Every year my Aunt Kim has a beautiful fresh-cut Christmas tree. Without fail, her tree always looks like something straight out of a Better Homes and Gardens magazine. She comes up with a different theme and a color scheme. Everything coordinates; the lights (usually in elegant white), the ornaments, the tree topper. The ornaments are all perfectly distributed and evenly spaced. It's classy and chic. Perfectly planned. Perfectly executed. A thing of beauty.
I've always wanted a tree like Aunt Kim's.
When I was young and newly engaged and imagining what my home and family life would look like, I thought to myself, "I'm going to have an elegant tree like that." I could picture peaceful Christmas Eves around our beautiful themed Christmas tree sipping hot cocoa, everyone in matching pajamas. It would be picture perfect.
I've never had a tree like Aunt Kim's.
The first years of married life, the ones before kids came along, we were just poor struggling college students. We couldn't afford a tree. Besides home still seemed like somewhere other than our tiny apartment. We visited parents for Christmas and appreciated the fact that we didn't have to pay for the electricity to run Christmas lights.
Our very first Christmas tree made it's way into our house for our son's first Christmas. He was only ten months old and I was a freakishly cautious new mother. That first tree was a sad little artificial table topper (I wouldn't hazard my precious son eating pine needles), kept well out of reach of tiny groping hands. It was barely two feet tall and was decorated with non-toxic wooden ornaments... just in case.
A few years later, we graduated to a real tree, eight feet tall. The ornaments were mostly non-breakable plastic and wood, positioned on the highest branches well out of the reach of toddler hands. After that tree was knocked over THREE different times by the toddler onto his baby sister, I started to suspect he was actively engaged in a black ops mission to take out the baby (especially the third time the tree mysteriously made it's way across the living room to land on his sister who should have been well out of the way), That year the tree was tied to the wall with 550 paracord (not particularly fashionable) for everyone's safety. By Christmas Eve most of the branches were broken, hanging at odd and unnatural angles and the ornaments were mostly broken or missing. (Toddlers love to play catch with Christmas ornaments.) Plus there was no peacefully sipped hot chocolate. We all collapsed fully clothed into 4 AM comas after the baby wailed herself to sleep.

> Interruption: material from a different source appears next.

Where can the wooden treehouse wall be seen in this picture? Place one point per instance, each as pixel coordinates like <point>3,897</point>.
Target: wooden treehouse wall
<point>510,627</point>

The lights have always been multi-colored and completely over done (How many strings of lights can you fit on one Christmas tree? We might hold the world record), because that's what caught the children's eyes. I loved to see those bright colors reflected in their eyes, as they stared open-mouthed the first time the lights were plugged in.
The years the kids were short, all of the ornaments were placed about knee high, on only the right side of the tree. Everything crammed onto the same three branches. The selection of ornaments was not particularly chic. Instead we had paper chains and popsicle stick reindeer, plaster hand prints and glitter glue creations. There were always a few cartoon character ornaments adorned with the children's names. And one teddy bear "Baby's First Christmas" ornament that had a place of honor front and center. Nothing frail or fragile has made it through the years.
Those trees were beautiful.
Last night, I pulled the Christmas decorations out of the attic. Our tree is sitting in the dining room, without securing paracord, waiting to be decorated. My almost grown children surveyed the ornaments as they were unpacked. The box of handmade keepsakes was pushed aside. Someone held up a box of coordinating ornaments that I bought at an after-Christmas clearance sale a few years ago. It's full of gold snowflakes and fashionable light-catching gold balls. It could potentially be the beginnings of a theme and a color scheme.
"I think we need more gold ornaments, Mom."
Perhaps we do. I should be hilariously happy. My long-held dream of that magazine-worthy Christmas tree finally within my grasp.
But I think we need more paper chains.